Scroll, cliffhanger et contenus originaux
L’autre force du webtoon, c’est le scroll, le défilement des cases, qui rend l’histoire particulièrement dynamique. Ce qui sied parfaitement au modèle de Naver, basé sur l’économie de l’attention et le feuilleton. Et puisqu’il faut payer pour profiter de plus d’un chapitre d’une série par jour (entre vingt secondes et deux minutes de lecture), les éditeurs de webtoon soignent leurs cliffhangers (fin créant une forte attente), qui ponctuent chaque épisode. “Il est vraiment important que l’auteur donne envie de lire la suite”, confirme Émilie Coudrat, directrice marketing de Naver. Scroll et cliffhanger forment donc la base sur laquelle les créateurs vont développer intrigue et personnages avec une très grande liberté.

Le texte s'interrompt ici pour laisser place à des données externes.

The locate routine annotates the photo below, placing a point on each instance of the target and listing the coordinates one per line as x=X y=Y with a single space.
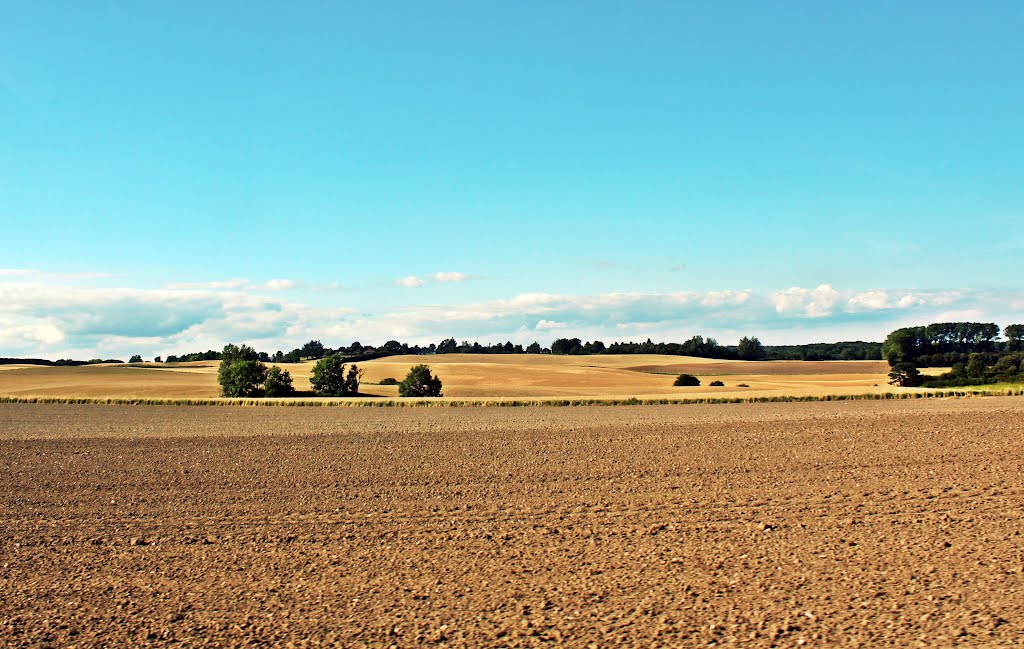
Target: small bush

Pour se démarquer, les plateformes recherchent des contenus uniques et originaux. “Les créatrices de Colossale, Diane et Rutile, l’ont bien compris, qui combinent les sujets politiques du moment, comme la critique sociale et le mépris de classe, avec un personnage original : une héritière passionnée de musculation”, souligne Émilie Coudrat. C’est également l’occasion pour les auteurs et les artistes, notamment LGBTQI+, de s’exprimer en créant des œuvres personnelles qui sortent du lot. “Il y a une forte demande de contenus Boy’s Love (yaoi), affirme Émilie Coudrat. Une large partie du public est fan de manga, mais ce genre a été historiquement marqué par une certaine hétéronormativité et un male gaze assez prégnant, alors nous sommes ravis de découvrir ces nouvelles créations, qui répondent à une vraie demande.”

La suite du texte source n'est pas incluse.